The unbeatable Bitcoin Charts and Bitcoin Trading site - Bitcoin Charts Analysis (Home)

Reportedly a billion dollars lost. I havent used it, but I know my brother has. Hope he didn't get burned.


----------



## Inor (Mar 22, 2013)

Bitcoin is an extremely interesting concept. A good friend has been preaching them to me for about 4 months now. I LOVE the idea of a currency that is not controlled by a government or even a group of people, but rather is very predictable in its new issuance - something around a total 17 million by the time the algorithm completes its cycle in a couple years. I like the idea that it is completely untraceable. I do not like the idea that it is totally electronic, and therefore totally fiat and dependent on the grid to retain any value.

But the really interesting thing I find about Bitcoin is why people care about it in the first place. At its peak today, its total market cap was still only around $2 billion U.S. In concept it is really no different than the game tokens we buy for our kids and grandkids at the kiddy pizza parlor.
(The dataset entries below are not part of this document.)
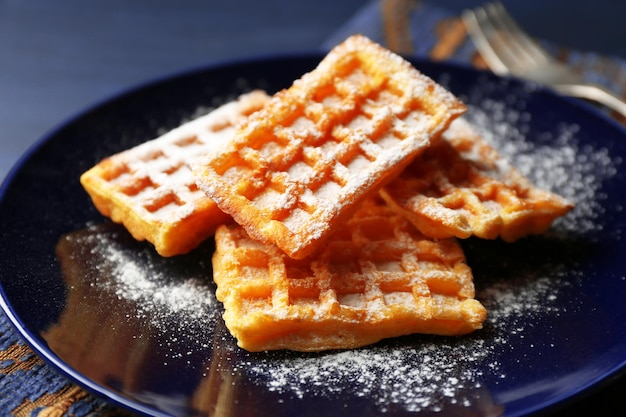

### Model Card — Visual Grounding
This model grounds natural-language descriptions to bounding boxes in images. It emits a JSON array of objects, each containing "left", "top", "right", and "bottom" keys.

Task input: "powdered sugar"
[
  {"left": 464, "top": 94, "right": 621, "bottom": 239},
  {"left": 236, "top": 273, "right": 569, "bottom": 414},
  {"left": 71, "top": 75, "right": 622, "bottom": 413},
  {"left": 250, "top": 343, "right": 489, "bottom": 412},
  {"left": 69, "top": 226, "right": 220, "bottom": 356},
  {"left": 227, "top": 86, "right": 622, "bottom": 413},
  {"left": 97, "top": 243, "right": 215, "bottom": 323}
]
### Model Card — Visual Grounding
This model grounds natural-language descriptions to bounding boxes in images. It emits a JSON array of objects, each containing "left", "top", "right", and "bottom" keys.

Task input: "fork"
[{"left": 462, "top": 2, "right": 626, "bottom": 118}]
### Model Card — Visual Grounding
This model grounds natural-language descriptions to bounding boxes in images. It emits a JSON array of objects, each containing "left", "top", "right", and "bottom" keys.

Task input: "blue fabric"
[
  {"left": 2, "top": 1, "right": 625, "bottom": 416},
  {"left": 0, "top": 313, "right": 123, "bottom": 415}
]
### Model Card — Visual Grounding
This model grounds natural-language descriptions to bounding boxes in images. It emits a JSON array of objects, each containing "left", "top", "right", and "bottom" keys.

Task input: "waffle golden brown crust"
[
  {"left": 80, "top": 91, "right": 270, "bottom": 257},
  {"left": 212, "top": 195, "right": 487, "bottom": 352},
  {"left": 193, "top": 35, "right": 466, "bottom": 260},
  {"left": 379, "top": 118, "right": 575, "bottom": 241}
]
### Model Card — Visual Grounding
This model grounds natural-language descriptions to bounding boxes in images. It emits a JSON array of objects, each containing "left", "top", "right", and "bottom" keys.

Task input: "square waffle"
[
  {"left": 212, "top": 195, "right": 487, "bottom": 352},
  {"left": 80, "top": 90, "right": 270, "bottom": 256},
  {"left": 193, "top": 35, "right": 466, "bottom": 259},
  {"left": 379, "top": 118, "right": 574, "bottom": 241}
]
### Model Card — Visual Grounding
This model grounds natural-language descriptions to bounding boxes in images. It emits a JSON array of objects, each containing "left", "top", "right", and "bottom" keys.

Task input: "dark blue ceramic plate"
[{"left": 1, "top": 55, "right": 625, "bottom": 417}]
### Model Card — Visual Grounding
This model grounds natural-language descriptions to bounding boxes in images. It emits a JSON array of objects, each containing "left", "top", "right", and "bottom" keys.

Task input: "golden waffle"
[
  {"left": 380, "top": 118, "right": 574, "bottom": 241},
  {"left": 80, "top": 91, "right": 270, "bottom": 257},
  {"left": 212, "top": 195, "right": 487, "bottom": 352},
  {"left": 194, "top": 35, "right": 466, "bottom": 259}
]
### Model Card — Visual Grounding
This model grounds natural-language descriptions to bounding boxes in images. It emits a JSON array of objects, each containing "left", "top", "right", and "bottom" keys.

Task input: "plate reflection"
[{"left": 44, "top": 222, "right": 504, "bottom": 417}]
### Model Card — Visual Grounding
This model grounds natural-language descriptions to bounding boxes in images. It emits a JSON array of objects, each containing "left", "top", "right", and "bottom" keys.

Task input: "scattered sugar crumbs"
[
  {"left": 74, "top": 81, "right": 621, "bottom": 414},
  {"left": 232, "top": 94, "right": 622, "bottom": 413},
  {"left": 62, "top": 226, "right": 221, "bottom": 361}
]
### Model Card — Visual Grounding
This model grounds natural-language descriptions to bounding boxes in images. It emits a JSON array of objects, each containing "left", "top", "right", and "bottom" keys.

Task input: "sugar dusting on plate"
[
  {"left": 72, "top": 80, "right": 622, "bottom": 414},
  {"left": 233, "top": 92, "right": 622, "bottom": 412},
  {"left": 466, "top": 97, "right": 621, "bottom": 239}
]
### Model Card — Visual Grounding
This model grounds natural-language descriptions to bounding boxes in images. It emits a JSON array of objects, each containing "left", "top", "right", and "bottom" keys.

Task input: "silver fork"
[{"left": 462, "top": 2, "right": 626, "bottom": 118}]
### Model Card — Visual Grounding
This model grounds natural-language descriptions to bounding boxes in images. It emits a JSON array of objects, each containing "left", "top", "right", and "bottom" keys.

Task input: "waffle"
[
  {"left": 212, "top": 195, "right": 487, "bottom": 352},
  {"left": 193, "top": 35, "right": 466, "bottom": 259},
  {"left": 379, "top": 118, "right": 574, "bottom": 241},
  {"left": 80, "top": 90, "right": 270, "bottom": 257}
]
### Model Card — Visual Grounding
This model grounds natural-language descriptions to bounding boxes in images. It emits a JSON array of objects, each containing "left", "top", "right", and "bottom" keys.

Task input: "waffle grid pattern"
[
  {"left": 195, "top": 35, "right": 466, "bottom": 259},
  {"left": 212, "top": 197, "right": 487, "bottom": 352},
  {"left": 80, "top": 91, "right": 270, "bottom": 256},
  {"left": 380, "top": 119, "right": 574, "bottom": 241}
]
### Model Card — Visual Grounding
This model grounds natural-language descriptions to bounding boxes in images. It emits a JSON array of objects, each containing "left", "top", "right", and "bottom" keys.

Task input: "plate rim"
[{"left": 1, "top": 52, "right": 626, "bottom": 417}]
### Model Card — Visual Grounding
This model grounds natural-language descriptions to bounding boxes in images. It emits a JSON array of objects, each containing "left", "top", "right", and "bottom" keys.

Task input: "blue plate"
[{"left": 1, "top": 54, "right": 625, "bottom": 417}]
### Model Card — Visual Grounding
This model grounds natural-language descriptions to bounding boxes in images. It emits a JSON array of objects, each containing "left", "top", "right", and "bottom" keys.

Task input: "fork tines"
[{"left": 462, "top": 2, "right": 550, "bottom": 76}]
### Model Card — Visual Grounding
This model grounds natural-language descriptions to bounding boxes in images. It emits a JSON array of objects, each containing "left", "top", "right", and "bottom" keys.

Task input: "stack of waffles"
[{"left": 80, "top": 35, "right": 573, "bottom": 352}]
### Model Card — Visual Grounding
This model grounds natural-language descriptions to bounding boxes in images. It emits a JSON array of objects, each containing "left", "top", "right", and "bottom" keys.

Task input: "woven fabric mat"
[
  {"left": 2, "top": 1, "right": 626, "bottom": 416},
  {"left": 0, "top": 315, "right": 131, "bottom": 416}
]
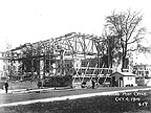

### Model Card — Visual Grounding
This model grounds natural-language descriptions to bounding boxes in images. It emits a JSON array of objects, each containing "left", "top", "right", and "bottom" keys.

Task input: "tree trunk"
[{"left": 121, "top": 44, "right": 127, "bottom": 72}]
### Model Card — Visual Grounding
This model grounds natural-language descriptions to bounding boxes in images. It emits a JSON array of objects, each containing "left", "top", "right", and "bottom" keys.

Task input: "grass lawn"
[{"left": 0, "top": 90, "right": 151, "bottom": 113}]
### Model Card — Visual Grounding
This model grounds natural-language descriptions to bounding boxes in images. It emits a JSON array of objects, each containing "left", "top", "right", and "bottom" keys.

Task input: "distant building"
[
  {"left": 133, "top": 64, "right": 151, "bottom": 78},
  {"left": 0, "top": 51, "right": 11, "bottom": 78},
  {"left": 111, "top": 72, "right": 136, "bottom": 87},
  {"left": 0, "top": 52, "right": 6, "bottom": 78}
]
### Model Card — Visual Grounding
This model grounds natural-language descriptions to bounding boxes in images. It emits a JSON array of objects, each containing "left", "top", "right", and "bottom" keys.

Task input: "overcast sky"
[{"left": 0, "top": 0, "right": 151, "bottom": 53}]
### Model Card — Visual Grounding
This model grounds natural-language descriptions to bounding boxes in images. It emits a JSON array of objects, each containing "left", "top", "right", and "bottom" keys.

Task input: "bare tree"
[
  {"left": 105, "top": 9, "right": 146, "bottom": 71},
  {"left": 101, "top": 30, "right": 122, "bottom": 68}
]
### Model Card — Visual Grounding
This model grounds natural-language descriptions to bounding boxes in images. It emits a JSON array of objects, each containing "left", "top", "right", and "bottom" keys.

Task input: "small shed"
[{"left": 111, "top": 72, "right": 136, "bottom": 87}]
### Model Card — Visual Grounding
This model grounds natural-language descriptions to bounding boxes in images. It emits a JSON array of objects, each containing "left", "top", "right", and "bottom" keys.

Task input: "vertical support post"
[
  {"left": 31, "top": 58, "right": 34, "bottom": 81},
  {"left": 83, "top": 35, "right": 86, "bottom": 59},
  {"left": 40, "top": 58, "right": 44, "bottom": 87},
  {"left": 10, "top": 60, "right": 13, "bottom": 79},
  {"left": 75, "top": 36, "right": 77, "bottom": 54},
  {"left": 82, "top": 62, "right": 89, "bottom": 83},
  {"left": 43, "top": 53, "right": 45, "bottom": 78},
  {"left": 92, "top": 40, "right": 94, "bottom": 53},
  {"left": 60, "top": 49, "right": 64, "bottom": 75}
]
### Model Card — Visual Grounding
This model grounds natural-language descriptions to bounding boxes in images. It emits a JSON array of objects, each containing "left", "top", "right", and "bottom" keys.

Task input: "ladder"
[
  {"left": 81, "top": 62, "right": 89, "bottom": 83},
  {"left": 89, "top": 64, "right": 98, "bottom": 82},
  {"left": 103, "top": 65, "right": 111, "bottom": 87},
  {"left": 72, "top": 68, "right": 80, "bottom": 83},
  {"left": 96, "top": 63, "right": 105, "bottom": 84}
]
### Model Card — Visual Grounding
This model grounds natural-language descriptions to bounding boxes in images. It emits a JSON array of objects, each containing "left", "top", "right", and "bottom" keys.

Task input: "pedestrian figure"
[
  {"left": 37, "top": 80, "right": 42, "bottom": 89},
  {"left": 81, "top": 81, "right": 86, "bottom": 88},
  {"left": 92, "top": 79, "right": 95, "bottom": 89},
  {"left": 4, "top": 81, "right": 9, "bottom": 93}
]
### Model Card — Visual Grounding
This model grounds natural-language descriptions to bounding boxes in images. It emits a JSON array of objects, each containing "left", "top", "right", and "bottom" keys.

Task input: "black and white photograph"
[{"left": 0, "top": 0, "right": 151, "bottom": 113}]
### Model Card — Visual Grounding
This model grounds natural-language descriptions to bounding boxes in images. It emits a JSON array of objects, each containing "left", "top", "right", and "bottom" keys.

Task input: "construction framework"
[{"left": 5, "top": 32, "right": 112, "bottom": 85}]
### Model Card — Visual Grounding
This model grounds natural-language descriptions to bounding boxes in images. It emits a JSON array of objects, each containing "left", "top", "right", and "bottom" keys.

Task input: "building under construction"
[{"left": 3, "top": 32, "right": 113, "bottom": 87}]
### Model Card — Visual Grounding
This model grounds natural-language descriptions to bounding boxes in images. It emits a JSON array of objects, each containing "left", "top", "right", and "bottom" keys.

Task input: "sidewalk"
[
  {"left": 0, "top": 86, "right": 74, "bottom": 94},
  {"left": 0, "top": 88, "right": 53, "bottom": 94}
]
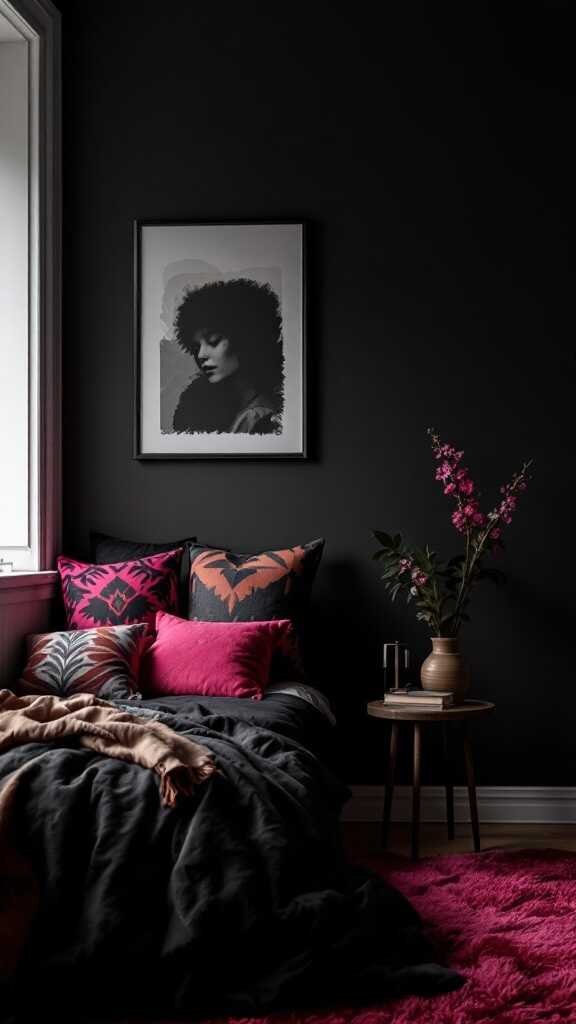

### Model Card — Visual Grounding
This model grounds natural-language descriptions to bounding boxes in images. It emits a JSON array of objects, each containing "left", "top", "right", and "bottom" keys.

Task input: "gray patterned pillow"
[{"left": 18, "top": 623, "right": 149, "bottom": 698}]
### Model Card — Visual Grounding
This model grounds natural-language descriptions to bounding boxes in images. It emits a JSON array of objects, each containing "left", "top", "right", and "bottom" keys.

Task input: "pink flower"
[
  {"left": 450, "top": 496, "right": 485, "bottom": 533},
  {"left": 489, "top": 465, "right": 530, "bottom": 530},
  {"left": 435, "top": 462, "right": 453, "bottom": 482},
  {"left": 497, "top": 495, "right": 517, "bottom": 524},
  {"left": 490, "top": 528, "right": 501, "bottom": 541},
  {"left": 458, "top": 478, "right": 474, "bottom": 495},
  {"left": 451, "top": 509, "right": 467, "bottom": 533},
  {"left": 411, "top": 569, "right": 428, "bottom": 587},
  {"left": 398, "top": 558, "right": 412, "bottom": 574},
  {"left": 431, "top": 437, "right": 464, "bottom": 467},
  {"left": 431, "top": 432, "right": 530, "bottom": 543}
]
So why is this even news?

I contend Bitcoin even matters because it is NOT the Dollar, Yen, or Euro. It is something new and, at least on its face, something completely "free market". I do not expect Bitcoin to survive long term. But I do expect that its recent attention will usher in something else that has a higher market cap, is uncontrollable by governments, and provides a means for the free-market to continue, even if it is an "underground" capacity.

Even with today's wipe-out, I am very thankful for Bitcoin (even though I would not touch it with a 10 foot pole as an investment or even a trading mechanism). I think this is one of the failures that will lead to the ultimate success of the free-market without government intervention.


----------



## Ripon (Dec 22, 2012)

I think when a billion dollars in wealth goes poof the media notices. I mean Madoff stole what $50 million?


----------



## paraquack (Mar 1, 2013)

Bernie was a little more ambitious than than. The original amount (with promised gains) was $65 billion, but the courts handling the dis-disillusionment said it was closer to $18 billion.


----------



## Ripon (Dec 22, 2012)

Ok I thought he was a million dollar thief not a billion dollar thief. Glad I don't let other people invest my money either way.



paraquack said:


> Bernie was a little more ambitious than than. The original amount (with promised gains) was $65 billion, but the courts handling the dis-disillusionment said it was closer to $18 billion.


----------